In Brenner Bhandar and Jonathan Goldberg-Hiller’s essay, ‘Law, Sovereignty, and Recognition’, from a recent collection of essays on Catherine Malabou’s work, we will work through a colonial critique of, and engagement with Malabou’s new materialist theoriziation of plasticity, to think through the never-closed historical and ontologized gap between propertied and indigenous subjectivity at the core of western legal order, and how all engagements with modernist-colonial infrastructures are managed and reproduced to ‘mind the gap’. We are interested in this essay for how it sets up in particularthe impracticality of being ‘done’ with identity-formations, reactivities and resistances (vis a vis the coloniality of law), with a highly reflexive and persistently anti-colonial articulation of what in Malabou is conceived as the gap between the biological and the symbolic that make possible trans-valuations, regime problematizations and ruptures that can potentially stage meaningful confrontations with the naturalness of a colonial infrastructural and legal imperium. The essay leads us to land as infrastructure and counter-infrastructure of/to global capitalism, and to consider forms, and aesthetic comportments, that navigate this.

Students will review the film ‘How Ideology Moved our Collective Body’ on the socialist history of Yugoslavia read through public performances, directed by Marta Popivoda, inspired by a two-year research project, Performance and the Public, developed by Ana Vujanović, Bojana Cvejić, and Marta Popivoda 2011-2012.

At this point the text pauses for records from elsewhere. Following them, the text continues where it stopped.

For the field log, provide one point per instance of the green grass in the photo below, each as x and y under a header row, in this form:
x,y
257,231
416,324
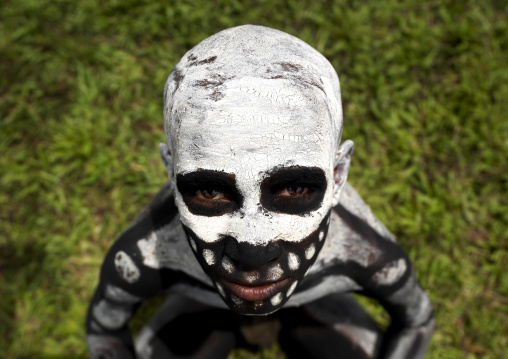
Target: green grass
x,y
425,91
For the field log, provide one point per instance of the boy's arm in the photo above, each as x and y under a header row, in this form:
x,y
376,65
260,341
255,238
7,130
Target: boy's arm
x,y
388,276
125,281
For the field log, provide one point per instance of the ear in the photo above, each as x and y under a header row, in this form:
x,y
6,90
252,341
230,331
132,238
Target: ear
x,y
166,158
341,169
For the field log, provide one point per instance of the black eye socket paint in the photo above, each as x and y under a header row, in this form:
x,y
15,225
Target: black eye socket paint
x,y
311,178
208,181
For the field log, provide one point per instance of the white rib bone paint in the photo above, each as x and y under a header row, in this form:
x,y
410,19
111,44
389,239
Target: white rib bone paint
x,y
390,273
111,316
276,299
193,245
220,289
228,265
209,257
309,252
126,268
293,261
292,288
117,294
275,272
266,116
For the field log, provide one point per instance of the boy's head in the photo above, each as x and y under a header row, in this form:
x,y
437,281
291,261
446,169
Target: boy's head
x,y
253,121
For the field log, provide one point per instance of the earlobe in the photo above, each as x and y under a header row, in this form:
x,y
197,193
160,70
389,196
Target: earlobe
x,y
166,158
341,169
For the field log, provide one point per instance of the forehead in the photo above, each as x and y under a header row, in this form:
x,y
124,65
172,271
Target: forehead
x,y
258,125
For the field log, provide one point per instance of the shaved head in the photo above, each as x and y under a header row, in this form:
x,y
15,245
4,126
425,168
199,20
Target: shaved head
x,y
221,67
253,122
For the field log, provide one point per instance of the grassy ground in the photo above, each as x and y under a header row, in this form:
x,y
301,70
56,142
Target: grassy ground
x,y
425,88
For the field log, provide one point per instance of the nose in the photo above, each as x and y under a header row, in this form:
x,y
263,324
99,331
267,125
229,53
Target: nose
x,y
248,256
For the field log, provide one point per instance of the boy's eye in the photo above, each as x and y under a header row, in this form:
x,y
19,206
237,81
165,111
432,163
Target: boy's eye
x,y
292,191
209,194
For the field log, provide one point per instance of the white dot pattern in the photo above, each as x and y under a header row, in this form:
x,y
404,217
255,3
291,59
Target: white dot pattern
x,y
293,261
276,299
209,257
292,288
309,252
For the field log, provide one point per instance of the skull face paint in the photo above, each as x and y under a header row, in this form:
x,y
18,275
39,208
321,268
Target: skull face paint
x,y
253,143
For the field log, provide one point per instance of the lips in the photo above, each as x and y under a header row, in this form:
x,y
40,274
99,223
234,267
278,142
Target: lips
x,y
256,293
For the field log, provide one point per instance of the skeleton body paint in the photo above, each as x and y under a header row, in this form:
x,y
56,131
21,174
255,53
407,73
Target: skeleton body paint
x,y
257,216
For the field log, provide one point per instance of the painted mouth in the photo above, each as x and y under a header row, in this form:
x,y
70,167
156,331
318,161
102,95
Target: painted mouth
x,y
256,293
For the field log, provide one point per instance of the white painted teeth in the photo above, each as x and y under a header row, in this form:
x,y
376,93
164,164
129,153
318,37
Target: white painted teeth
x,y
251,276
193,245
236,300
292,289
293,261
209,256
275,272
228,265
309,252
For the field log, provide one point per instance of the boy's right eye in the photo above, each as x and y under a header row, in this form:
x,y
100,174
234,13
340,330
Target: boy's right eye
x,y
209,193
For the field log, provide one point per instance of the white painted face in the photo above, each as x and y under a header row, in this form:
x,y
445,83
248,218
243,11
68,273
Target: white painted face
x,y
261,126
253,158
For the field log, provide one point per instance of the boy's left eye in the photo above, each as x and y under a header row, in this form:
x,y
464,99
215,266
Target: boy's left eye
x,y
292,191
209,194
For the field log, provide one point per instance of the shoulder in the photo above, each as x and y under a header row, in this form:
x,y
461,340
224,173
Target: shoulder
x,y
152,253
357,240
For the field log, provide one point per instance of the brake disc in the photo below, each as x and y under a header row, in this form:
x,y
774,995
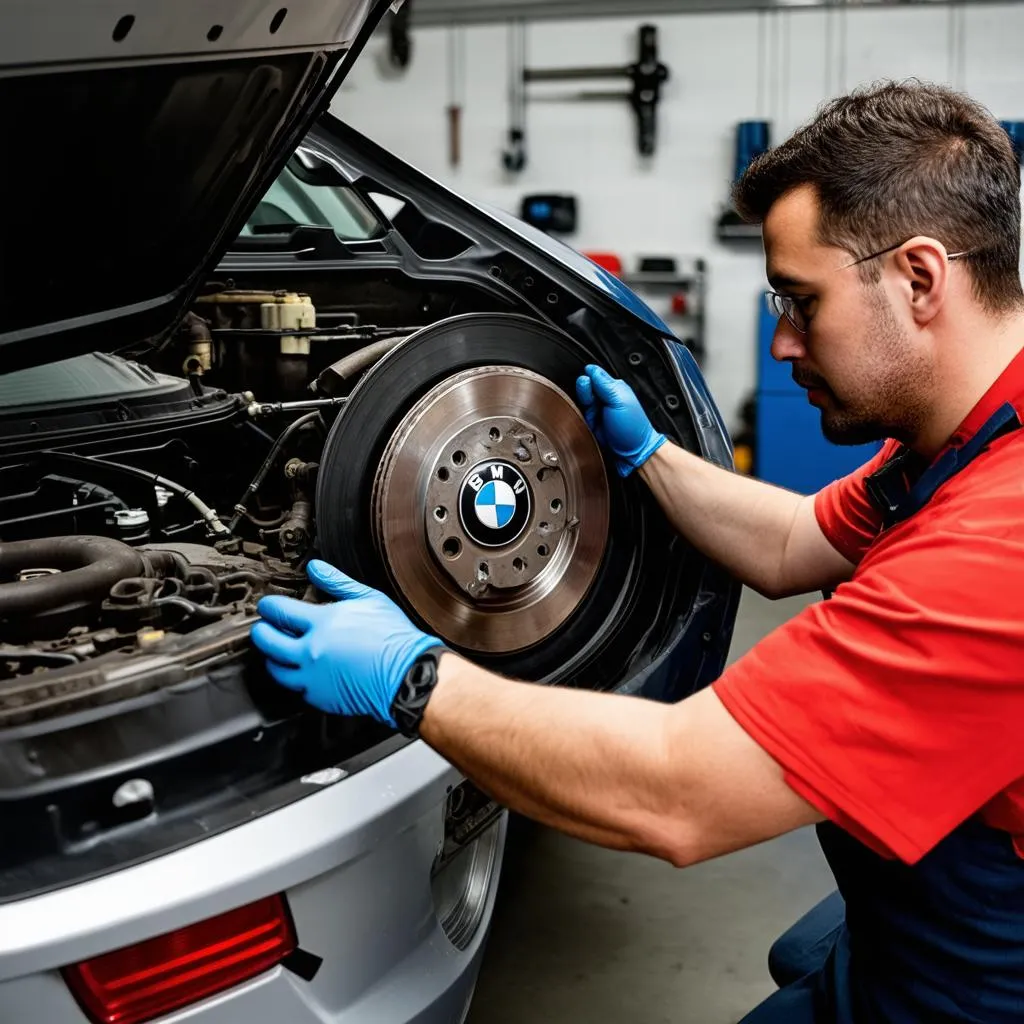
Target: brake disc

Seminar 1: Tuesday October 25th, 2016

The ‘dispositif’ or apparatus is a concept inherited from film and media philosophy and post-structuralist theories of governmentality that is able to gather together questions of comportment, movement and relation around non-suspended infrastructures. In this first class we will read ‘Infrastructures as Ontological Experiments’ by Casper Bruun Jensen and Atsuro Morita, with Agamben’s text, ’What is an Apparatus?’ in order to gather together what Anna Poletti interviewing Chris Kraus appreciates as “the anthropology of the setup” in experimental writing that performs consciousness of de/re subjectivization.

The anthropologist Brian Larkin (in Jensen and Morita) defines infrastructures as ‘objects that create the grounds on which other objects operate,’ and as ‘things and also the relation between things.’ Infrastructures involve complex relations of modeling and experimentation; they are not only foundational to certain models of civilization, they are also generative of politics, society and environment systems.

Agamben argues in ‘What is an Apparatus?’ that in our current phase of late capitalism has witnessed a proliferation of new apparatuses to capture every moment and facet of life, such that new apparatuses subjectify precisely by desubjectifying. This is the religious element of contemporary life that is constantly ‘delivering’, despite whatever urgencies or breaks are articulated by production crises. It is through apparatuses that we “assume the legacy of the providential governance of the world”. These apparatuses can be resisted in ways that bring to light what he calls “the Ungovernable, which is the beginning and, at the same time, the vanishing point of every politics”. How can we use both texts to de-naturalize or suspend differently the infrastructures that we are attentive to, employ and are deployed by in our work? How does a thinking of infrastructure enable us to re-think, for example, presentism, sovereignty, and self-identicalism in ways that expand and challenge our writing as writing?

Spivak, G. An Aesthetic Education in the Era of Globalization by Gayatri Chakravorty Spivak. Cambridge,. Massachusetts: Harvard University Press, 2012.

Barthes, R. S/Z. (trans. Richard Miller), Blackwell, 1974.

Agamben, G. ‘What is An Apparatus? And Other Essays, Stanford, CA: Stanford University Press, 2005.

Jensen, C B, and Morita, A. Infrastructures as Ontological Experiments

Engaging Science, Technology, and Society 1 (2015), 81-87.

Poletti, Anna. ‘The Anthropology of the Setup: A Conversation with Chris Kraus.’ Contemporary Women’s Writing 10.1 (2016): 123-135.